Little Net Big Net

So let’s face it, Fox and Swan Arts is a small business (puny, even), and so it might always be. All the same, we’d like to see it evolve from a nanobusiness to at least a microbusiness someday. To do that, we have to “catch more fish in our net.” How are we going to do that?

Here Fishy Fishy
Here Fishy Fishy

Back in the day before memes were memes, we all remember the iconic catch phrase from the movie Jaws: “… we’re gonna need a bigger boat.” Well, the standard advice to small business owners seems to be, “You’re gonna need a bigger net”, meaning, market to a wider audience, especially through social media. There’s lots of YouTube-caliber advice about how to “Get a Million Followers in 30 days“. After all, if Jimmy Fallon (51 million) and Ellen DeGeneres (79 million) can have huge social media followings, why can’t I?

Nobody would ever try to write and sell a book entitled, “How I built a following of 500 customers in three years!” However, I think that’s the path that most of us small business owners are on. And many of us struggle to achieve that goal!

Fish
Fish

If you know me well, you know that I have a hard time doing what I’m told. That’s why I’m having a hard time investing a ton of advertising money (money I don’t have) in Google or Facebook ads right now, in an attempt to use a big net to catch more fish. I’m taking the little net approach. Here’s what I’m learning.

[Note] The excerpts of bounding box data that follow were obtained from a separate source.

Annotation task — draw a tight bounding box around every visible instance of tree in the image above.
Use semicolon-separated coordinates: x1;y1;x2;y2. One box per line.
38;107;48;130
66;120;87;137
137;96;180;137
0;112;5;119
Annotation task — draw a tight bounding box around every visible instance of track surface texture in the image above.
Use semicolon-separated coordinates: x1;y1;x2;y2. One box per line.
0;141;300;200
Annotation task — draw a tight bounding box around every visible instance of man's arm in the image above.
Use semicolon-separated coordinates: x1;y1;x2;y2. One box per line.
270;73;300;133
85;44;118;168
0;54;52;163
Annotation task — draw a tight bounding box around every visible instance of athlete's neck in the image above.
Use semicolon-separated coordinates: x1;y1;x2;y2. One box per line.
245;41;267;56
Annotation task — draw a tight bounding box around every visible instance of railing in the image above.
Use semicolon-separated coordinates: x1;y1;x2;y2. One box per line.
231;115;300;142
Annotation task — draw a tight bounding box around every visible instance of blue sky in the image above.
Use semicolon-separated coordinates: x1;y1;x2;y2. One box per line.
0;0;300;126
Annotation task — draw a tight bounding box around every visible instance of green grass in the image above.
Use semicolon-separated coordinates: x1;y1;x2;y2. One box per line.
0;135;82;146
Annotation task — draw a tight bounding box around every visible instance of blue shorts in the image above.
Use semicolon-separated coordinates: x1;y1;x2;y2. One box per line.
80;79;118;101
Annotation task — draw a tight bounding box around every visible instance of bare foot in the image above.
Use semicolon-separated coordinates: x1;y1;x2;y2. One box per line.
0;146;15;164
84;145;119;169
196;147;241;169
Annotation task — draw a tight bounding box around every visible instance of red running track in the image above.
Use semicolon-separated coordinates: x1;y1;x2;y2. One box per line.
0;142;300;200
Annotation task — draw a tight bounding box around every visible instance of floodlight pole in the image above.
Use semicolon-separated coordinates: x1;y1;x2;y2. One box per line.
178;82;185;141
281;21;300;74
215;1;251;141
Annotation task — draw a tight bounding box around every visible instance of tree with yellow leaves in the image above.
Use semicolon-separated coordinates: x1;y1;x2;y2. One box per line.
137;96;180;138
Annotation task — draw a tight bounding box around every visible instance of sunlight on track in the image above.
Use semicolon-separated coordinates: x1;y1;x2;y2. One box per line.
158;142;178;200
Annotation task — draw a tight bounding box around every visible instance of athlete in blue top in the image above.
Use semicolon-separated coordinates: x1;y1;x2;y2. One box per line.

I’ve built a new web platform for Fox and Swan Arts, and it comes with analytical tools that tell me about visitors to my site. I’m learning to look at “conversion rates”. One such rate is the percentage of people who visit my website and opt to sign up for a newsletter or giveaway offer, in other words “contact conversion”. I’m told to shoot for 5% conversion, meaning, for every 100 people who visit my site for the first time, 5 of them will be inclined to take an action that puts them on my email list. My current stat at the time of this writing is 25.5%. You might say, “Wow, that’s awesome!” Well, is it?

Little Net Tactics
Little Net Tactics

A target of 5% contact conversion indicates big net mentality… get as wide of a net as you can, and maybe five fish out of a hundred will poke at the bait (but not yet bite). My stat reflects a small net approach. I have only been fishing for the few hundred people with whom I am already connected through social media (my Facebook friends, primarily), or have already liked my FB page. I’m  also conducting an art giveaway drawing, and when I do in-person art events, I have a sign-up form ready for visitors who want to enter my drawing. I get five or six people per event, and they are inflating my contact conversion statistic.

A second conversion statistic I follow is Shopping Page Visit conversion, meaning, percentage of people who come to my site and get to a page that is set up for them to place an order of an item. The minimum target is 60%; as of this writing I’m at 52%, so I’m just short. Yet, for as few visitors as I have coming to the site so far (153 web sessions over two weeks), I believe this is pretty good, and it’s because I’ve been using another small net marketing approach. I’m offering a 2020 fundraiser photo calendar featuring images from a recent trip to Kenya, and I’m primarily marketing to a niche audience of persons who have made a similar trip, or who otherwise already have an interest in this particular fundraiser.

At some point, yes, I am going to need a bigger net. All things in their time. I’m going to continue with small net tactics even when I introduce big net tactics later on. I’ll provide some updates on what I learn as a result. Feel free to add a comment about how small net tactics have worked for you.